Je veux servir vos feux.
Çà, par mon ministère,
Faites la paix tous deux.
Allons, gai,
D’un air gai, etc.

LÉANDRE.

Air n° 32, ou Chantez, damez, amusez-vous.

Colombine arrête. Je vois
Que tu prends un soin inutile.

ISABELLE.

Il est tout détaché de moi.

COLOMBINE.

Allons, changeons vite de style ;
La main.

LÉANDRE, donnant la main à Isabelle.

La voilà.

ISABELLE, donnant la sienne à Léandre.

J’y consens.

COLOMBINE.

Vous devenez obéissants.

ISABELLE, à Léandre.

Air n° 19, ou Je suis encor dans mon printemps. (d’Une Folie.)

Je suis trop prompte à revenir.

COLOMBINE.

Cela marque un bon caractère.

ISABELLE.

Et j’aurais dû, pour vous punir,
Garder plus longtemps ma colère.
Pour vous, Léandre, en fais-je assez ?

LÉANDRE.

Oui, tous mes soupçons sont passés.

COLOMBINE.

Air n° 53, ou Tout amant, comme le vent.

Soupirants,
Vos différends
Vous sont d’un grand secours ;
Ils irritent vos amours.
Souvent près d’une belle,
Une querelle
Fait le bonheur
D’un tendre cœur.

LÉANDRE.

Air n° 41, ou Sous un ciel pur et sans nuage. (Ninon chez madame de Sévigné.)

Eh ! me pardonnez-vous, madame,
Un transport injuste et jaloux.

ISABELLE.

Je le pardonne à votre flamme.
Je veux plus faire encor pour vous.

Air n° 13, ou Monsieur le prévôt des marchands.

Pour vous prouver ma bonne foi,
Je veux avoir auprès de moi
Une suivante qui m’éclaire :
Que j’en reçoive une de vous.
Je juge cela nécessaire
Au repos d’un esprit jaloux.

LÉANDRE.

Air n° 42, ou Jupiter, prête-moi ta foudre.

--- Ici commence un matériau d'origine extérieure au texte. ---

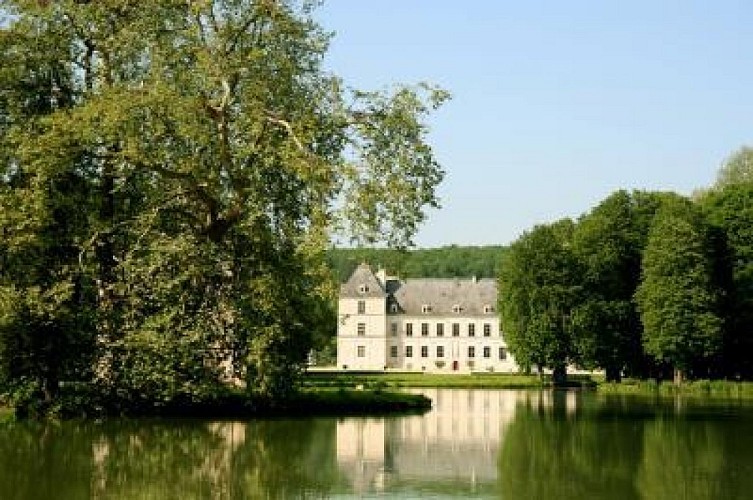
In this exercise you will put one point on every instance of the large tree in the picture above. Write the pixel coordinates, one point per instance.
(539, 285)
(609, 242)
(678, 298)
(729, 211)
(211, 157)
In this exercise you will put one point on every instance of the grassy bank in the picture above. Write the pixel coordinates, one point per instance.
(231, 404)
(700, 388)
(468, 381)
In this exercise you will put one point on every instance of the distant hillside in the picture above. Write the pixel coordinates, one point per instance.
(445, 262)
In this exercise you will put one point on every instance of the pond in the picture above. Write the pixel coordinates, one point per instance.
(472, 444)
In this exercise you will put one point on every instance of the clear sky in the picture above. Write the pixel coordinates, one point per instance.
(556, 104)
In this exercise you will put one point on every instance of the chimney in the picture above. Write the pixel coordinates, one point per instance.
(382, 277)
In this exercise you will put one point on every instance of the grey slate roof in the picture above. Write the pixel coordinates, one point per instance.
(443, 294)
(363, 275)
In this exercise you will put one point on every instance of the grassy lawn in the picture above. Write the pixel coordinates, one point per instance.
(479, 381)
(701, 388)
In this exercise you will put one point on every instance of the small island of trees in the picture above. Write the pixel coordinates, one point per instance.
(645, 285)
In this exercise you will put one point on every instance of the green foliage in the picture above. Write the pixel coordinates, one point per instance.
(677, 297)
(539, 286)
(170, 175)
(729, 211)
(609, 242)
(737, 169)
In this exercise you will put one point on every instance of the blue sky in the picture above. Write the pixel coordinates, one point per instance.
(557, 104)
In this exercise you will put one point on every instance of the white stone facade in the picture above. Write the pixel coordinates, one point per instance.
(427, 325)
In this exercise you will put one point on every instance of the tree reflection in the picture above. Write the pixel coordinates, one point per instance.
(682, 459)
(551, 453)
(169, 460)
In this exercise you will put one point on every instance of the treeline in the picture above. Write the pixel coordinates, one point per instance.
(446, 262)
(646, 284)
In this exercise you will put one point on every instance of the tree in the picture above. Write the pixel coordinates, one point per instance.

D’un valet pour vous plein de zèle
Je veux de même être éclairé :
Qu’il vous rende un compte fidèle
De tous les pas que je ferai.

COLOMBINE, à Léandre.

Tope.

Air n° 3, ou Je l’ai planté, je l’ai vu naître.

Allez donc chercher une fille,
Et surtout choisissez-la bien ;
Car nous vous donnerons un drille...

LÉANDRE.

Oh ! mon enfant, je ne crains rien.

En s’en allant, il dit.

Je vais vous l’envoyer.

COLOMBINE.

Euh ! le jaloux !

 

 

Scène II

 

ISABELLE, COLOMBINE

 

ISABELLE.

Air n° 25, ou Si vous sentez dans vos âmes.

Mais comment allons-nous faire ?
Où prendrons-nous un valet ?

COLOMBINE.

Allez, je sais un compère
Qui sera bien votre fait.

Air n° 69, ou Ta plainte me désespéré. (chanson de Collé.)

C’est un garçon discret, sage,
Qui jamais ne s’enivra ;
Il est fidèle, il fera
Prudemment ce personnage :
Bien fin qui le trompera.
Je n’en dis pas davantage.
Bien fin qui le trompera.

ISABELLE.

Voilà ce qu’il nous faudra.

COLOMBINE.

Air n° 12, ou Réveillez-vous, belle endormie.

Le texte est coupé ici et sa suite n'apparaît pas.